I grew up in Texas in what seems like a very different world from the Texas I see in the news these days. In my golden memory people laughed more, were more tolerant, more laid back….
That’s memory for you. Not always reliable. But that’s the Texas I celebrate in my books. In particular, I focus on a small town based on where my grandparents lived when I was a child. I loved visiting them there. To me, who lived in a town on the Gulf Coast, where rows of houses surrounded a town center and without a farm in sight, the farming community was exotic. I liked seeing cows and chickens, goats and pigs; loved the smell of freshly turned earth on farms.
If you’ve never been in a feed store, entering one is like stepping into another world of smells and sights that you don’t see in a suburb. If you don’t fish or hunt on a regular basis, a sporting goods store in the middle of town that sells bait and wading boots and rifles and ammunition is a curiosity. In this small town there was no movie theater or big grocery store or department store. But there was an ice cream shop with wooden floors and a ceiling fan, a dry goods store that carried goods that seemed from another century, and a dance hall/ bar on the outskirts of town. There were no motels. You couldn’t get city radio stations, and TV was limited. The only place to eat out was one seedy café and a Dairy Queen. Is it any wonder that I remember this as a peaceful time?
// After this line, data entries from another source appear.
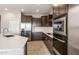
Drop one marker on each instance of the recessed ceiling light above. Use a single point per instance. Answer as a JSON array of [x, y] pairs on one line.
[[38, 4], [6, 9], [37, 10], [22, 10]]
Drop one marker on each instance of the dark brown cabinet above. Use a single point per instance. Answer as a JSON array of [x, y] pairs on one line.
[[26, 25], [36, 22], [48, 42], [44, 21], [50, 20], [36, 36], [59, 10]]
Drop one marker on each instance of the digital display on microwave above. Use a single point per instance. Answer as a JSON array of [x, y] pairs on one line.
[[59, 26]]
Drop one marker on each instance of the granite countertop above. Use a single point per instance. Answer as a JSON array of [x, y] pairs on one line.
[[14, 42], [50, 35]]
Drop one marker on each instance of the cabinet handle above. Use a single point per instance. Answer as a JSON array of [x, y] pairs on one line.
[[60, 40]]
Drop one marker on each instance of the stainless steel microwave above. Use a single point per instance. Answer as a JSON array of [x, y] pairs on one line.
[[59, 26]]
The town has grown up. There are now antique stores, two motels, an art gallery, several places to eat out, and even a small museum that chronicles when Harvey Girls worked on the railroad that went through town. The high school now has modern tennis courts. You can get cell phone coverage, and Internet service, and any TV or radio station within a hundred miles. There’s a big grocery store and contemporary houses, and a small block of newly constructed two-story offices.
And yet, the core that I remember is still there. When I visit and go into one of the cafes to eat, the farmers still wear overhauls or jeans; hats and boots. The inhabitants are friendly (although with that hint of suspicion that always seems to underlie their interactions with outsiders.) There is still a scent in the air of rich soil and lush vegetation, oh yes, and barbecue. You still see people barbecuing in brick pits or in cookers made out of huge oil drums. The water still tastes of the strong iron component in the soil that leeches into the water. On really hot days you still get the bitter scent of creosote from discarded railroad ties from the tie plant that has been gone for decades.
Going back to visit, I get a chance to rejuvenate my sense of place for the Samuel Craddock series. It’s invigorating to go where he goes, see the people he sees, the houses he passes, the lake, the Dairy Queen, and everything in between. But I also have to have Samuel change with the times. He now has a cell phone, and computer, and he uses modern forensic practices. He’s even learning how to text! Balancing the two is true in fiction as much as it is in real life.
An Unsettled Crime for Samuel Craddock: A Samuel Craddock Mystery
When the Jarrett Creek Fire Department is called to douse a blaze on the outskirts of town, they discover a grisly scene: five black young people have been murdered. Newly elected Chief of Police Samuel Craddock, just back from a stint in the Air Force, finds himself an outsider in the investigation headed by the Texas Highway Patrol. He takes an immediate dislike to John Sutherland, a racist trooper
Craddock’s fears are realized when Sutherland arrests Truly Bennett, a young black man whom Craddock knows and respects. Sutherland cites dubious evidence that points to Bennett, and Craddock uncovers facts leading in another direction. When Sutherland refuses to relent, Craddock is faced with a choice that will define him as a lawman—either let the highway patrol have its way, or take on a separate investigation himself.
Although his choice to investigate puts both Craddock and his family in danger, he perseveres. In the process, he learns something about himself and the limits of law enforcement in Jarrett Creek.